В течение последующих месяцев я изо всех сил стремилась полностью превратиться во Фредегонду — компаньонку принцессы Одоверы, какой я ее себе представляла. Это оказалось довольно просто. Я присматривала за ее детьми, сопровождала ее на прогулках по городу, по лавкам торговцев... Я слушала разговоры, с улыбкой выполняла распоряжения. Я была одета и причесана так, как никогда прежде. Я научилась читать и писать вместе с детьми. Я также приняла их веру. Веру Претекстата... Вскоре мое присутствие рядом с принцессой стало обычным делом. Люди кланялись мне в коридорах. Я была счастлива.
Глава 4. Служанка
Лето 558 г.
При первых лучах зари северный ветер проносился по улицам Суассона, вздымая ночные гнилостные испарения. Королевский дворец, построенный в излучине Изары, пробуждался среди сладковатого запаха речной тины и более едкого — нечистот, сваленных прямо под стенами. Так было с самого начала лета, и с каждым днем зловоние становилось все более невыносимым — словно весь город постепенно разлагался, как целая гора падали. По утрам к тяжелым запахам примешивались освежающие потоки благовоний, которые Одовера велела зажигать в каждой комнате своих покоев, а также запах растапливаемого жира из кухонь.
Уголок кожаного занавеса, закрывавшего единственное окно в ее спальне, чуть всколыхнулся. Тонкий солнечный луч скользнул в образовавшийся просвет и упал на ее кровать. Одовера лежала не шелохнувшись, из страха разбудить сыновей и служанку, которая спала вместе с ними в огромной общей постели. Постель Хильперика... Слишком широкая и холодная, чтобы спать в ней одной. Она с самого начала велела укладывать здесь сыновей. Потом — Фредегонду, чтобы та занималась ими сразу же, как они проснутся. Лежа рядом с ними, она скорее казалась их старшей сестрой, чем служанкой, — ее черные волосы были почти такими же, как у детей, а лицо во сне выглядело таким умиротворенным, что один лишь взгляд на него способен был погасить все тревоги. Фредегонда говорила мало, но ее присутствие очень скоро сделалось необходимым — и самой Одовере, и детям. Всего за несколько месяцев, начиная с прошлого лета, девушка стала почти членом семьи...

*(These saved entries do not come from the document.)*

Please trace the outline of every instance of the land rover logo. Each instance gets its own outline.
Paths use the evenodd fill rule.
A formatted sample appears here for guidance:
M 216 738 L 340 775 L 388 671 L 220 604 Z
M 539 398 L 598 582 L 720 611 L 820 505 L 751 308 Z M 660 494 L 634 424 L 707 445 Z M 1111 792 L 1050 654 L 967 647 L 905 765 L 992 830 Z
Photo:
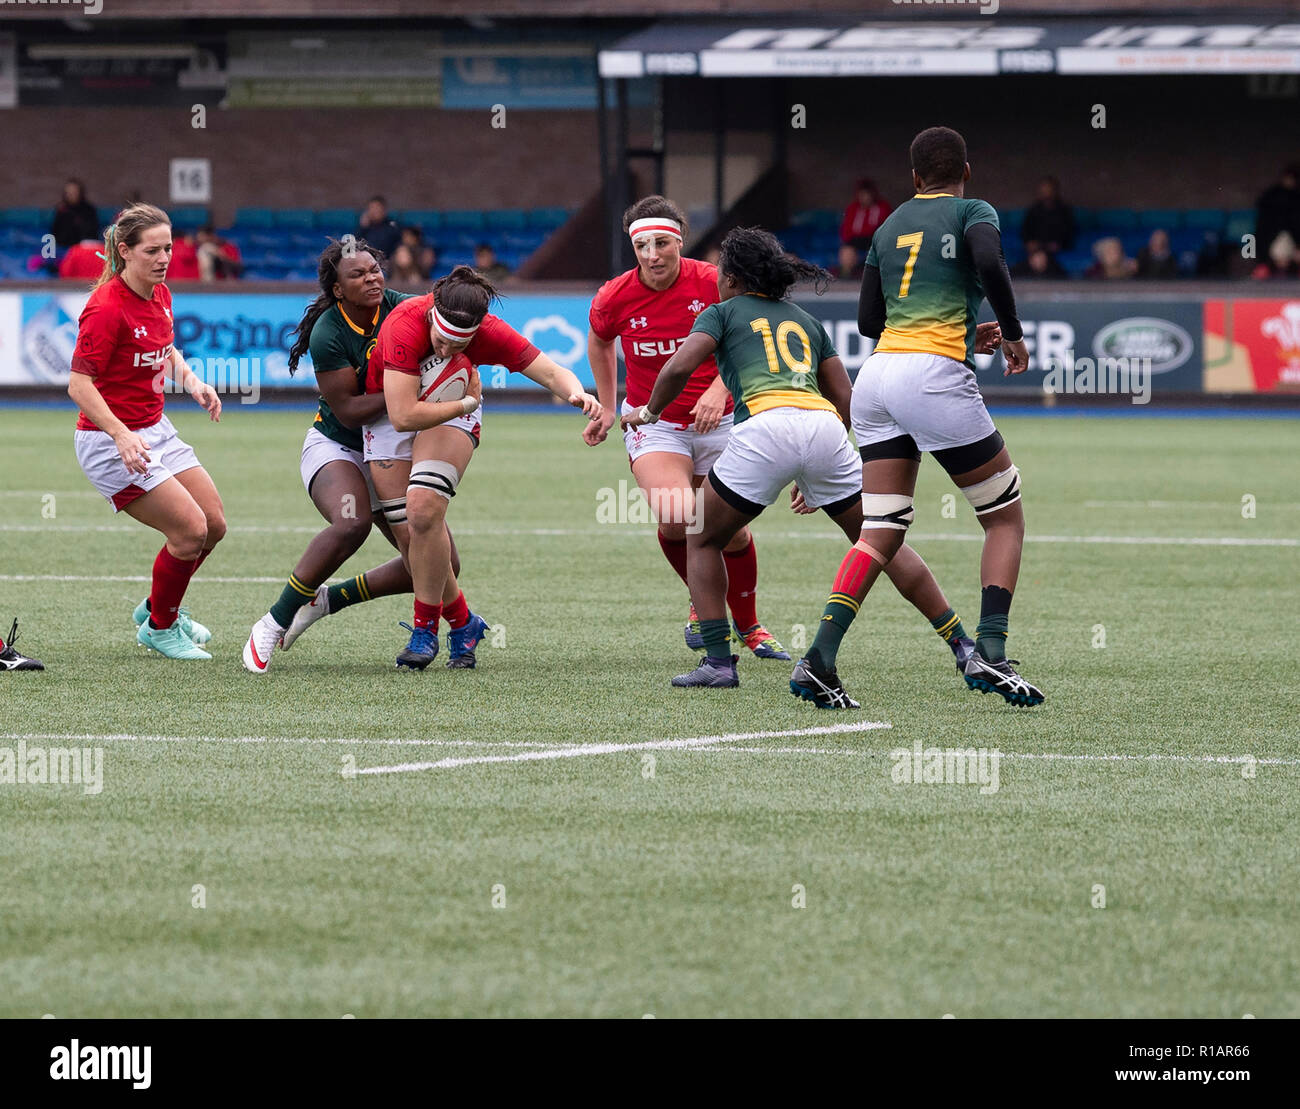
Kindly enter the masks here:
M 1092 341 L 1098 358 L 1149 358 L 1153 374 L 1176 370 L 1192 356 L 1192 337 L 1181 327 L 1154 316 L 1108 323 Z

Одовера вздохнула и слегка улыбнулась. Краешек голубого неба, мягкий шорох кожаного занавеса при каждом порыве ветра, тепло солнца на щеке, тишина раннего утра, нарушаемая лишь размеренным дыханием спящих детей, отдаленный собачий лай — все это создавало радостную и спокойную атмосферу, даже несмотря на тошнотворные испарения, поднимавшиеся из города.
Но это хрупкое спокойствие — она знала это слишком хорошо — не продлится долго... Меньше чем через час улицы оживут — особенно те, что прилегают к дворцу. По реке и посуху в город каждый день доставлялись скот, зерно, вина, дерево, мед, воск, сушеные фрукты, железные прутья для кузниц, выдубленные кожи и стекались толпы людей из близлежащих городков. В каждом, даже самом крошечном переулочке мгновенно вырастали торговые палатки. Вплоть до наступления ночи главный город салических франков был наполнен шумом голосов, детскими криками, грохотом кузнечных молотов, блеянием и мычанием скота, который вели на бойню, постоянно повторяющимися возгласами разносчиков воды — и все это сливалось в общий гул, смутное эхо которого доносилось до самых окон дворца.
Вот уже много недель назад король Хлотар уехал сражаться с саксонцами на восточных границах со своими четырьмя сыновьями. Все их женщины — королевы, принцессы или содержанки — были привезены в Суассон и отданы на попечение дворцового управителя Осания, священника, носившего тонзуру, чьей единственной заботой, кажется, было держать женщин по возможности взаперти, словно сам город не был достаточно безопасным местом, чтобы по нему гулять, а единственным развлечением, которое он мог изыскать для них и для себя, — чтение Священного Писания.
Без мужчин быт во дворце стал напоминать гинекей[22]. Он буквально кишел служанками, дамами-компаньонками, первыми, вторыми и третьими женами, королевами и простолюдинками, монахинями и шлюхами, матерями и куртизанками, волей-неволей вынужденными жить бок о бок друг с другом, разделенными лишь деревянными или саманными перегородками, среди постоянных сплетен, слухов и пересудов. Меньше чем через неделю после отбытия войска обстановка во дворце стала невыносимой.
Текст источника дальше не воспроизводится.